Sem vocabulário que permita experienciar as bases de nossas ações, creio, é impossível mobilizar qualquer força no desmonte desse cenário de esmagamento do feminino. A fantasia é como o feminino, ambígua, mostra o que acontece, deixa pontas soltas, inconclusões, é um trânsito e, sobretudo, permite a experiência do impossível. Viver e morrer, decerto sonhar.

 

Uma memória de infância me ajuda nesse fio: fazia uma pintura com lápis de cor em alguma imagem genérica, uma paisagem com casinha e árvore, enquanto a professora transitava sentinela observando o desempenho de cada criança. Uma frase suspensa em repetição ecoava na sala, ela dizia para pintarmos dentro dos limites, que deveríamos respeitar os limites, dentro da regra, não escapar da fronteira do desenho.

 

A metáfora não é tão forte, talvez não se segure por muitos anos em meus cabelos, mas no agora ela pode demonstrar o funcionamento dessa ânsia em escrever. Esta escolha é também uma necessidade em desrespeitar as fronteiras. Negar a satisfação irrestrita ao outro. Pintar a literatura para fora dos limites, em especial dos limites do tempo, permitindo a lerdeza da reflexão em palavras que se arrastam e imagens abissais de um corpo que resiste. Talvez assim eu seja uma candidata ao sacrifício exemplar, mas qual mulher estaria protegida dessa oferta? 

 

Em silêncio apenas conseguimos morrer invisíveis, nada mais.

 

Discursos e imagens que possam trazer fagulha de pensamento, aquela machadada na camada de gelo em nós, esse é o desmanche dessa água que insiste em querer nos cobrir.  Discordo ainda de uma “identificação cega” diante da ficção, esse deslizar para um mundo perfeito e “sem lado de fora”. Estaríamos presas. Provocar, fornecer vocabulário, remexer a sintaxe, refazer uma gramática que possa sustentar toda forma de ser, que permita performances ainda desconhecidas.

 

Gosto de imaginar Eva perplexa em sua finitude.

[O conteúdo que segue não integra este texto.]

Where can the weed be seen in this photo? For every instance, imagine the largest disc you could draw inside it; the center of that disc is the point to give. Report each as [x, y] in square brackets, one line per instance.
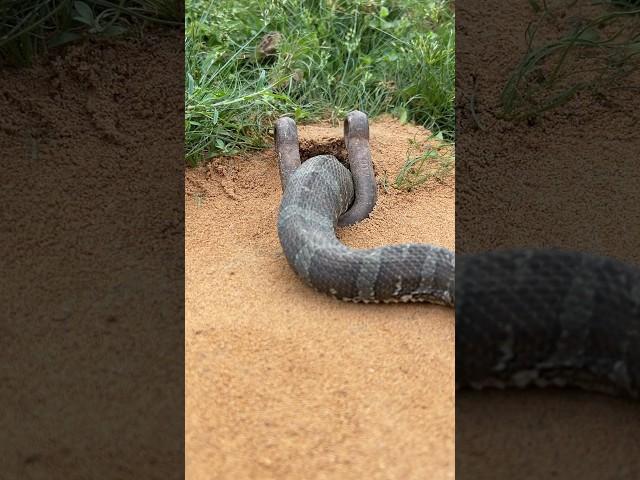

Eva desdobrando as palavras, estruturando o pensamento e o repertório interno. Eva contando os dias, desejosa de mais espaço e mais conhecimento. Eva entrando num rio, olhando para si, uma outra Eva refletida e livre das garras dos homens reais e imaginários de seu tempo. Eva inexistente, nua, uma ancestral odiada em ciclos e ciclos. Eva e a sabedoria de Eva, perene. E eu nem sei se ela queria ficar no paraíso de Adão.


*Todas as citações são da obra As estruturas elementares da violência, de Rita Segato (Bazar do Tempo, 2025)

 

 




Laís Romero nasceu e vive em Teresina, Piauí. É escritora, revisora, mãe do Luís e do Júlio e autora dos livros de poemas Mátria (Paraquedas, 2023) e Exames aleatórios de imagem (Mórula, 2024).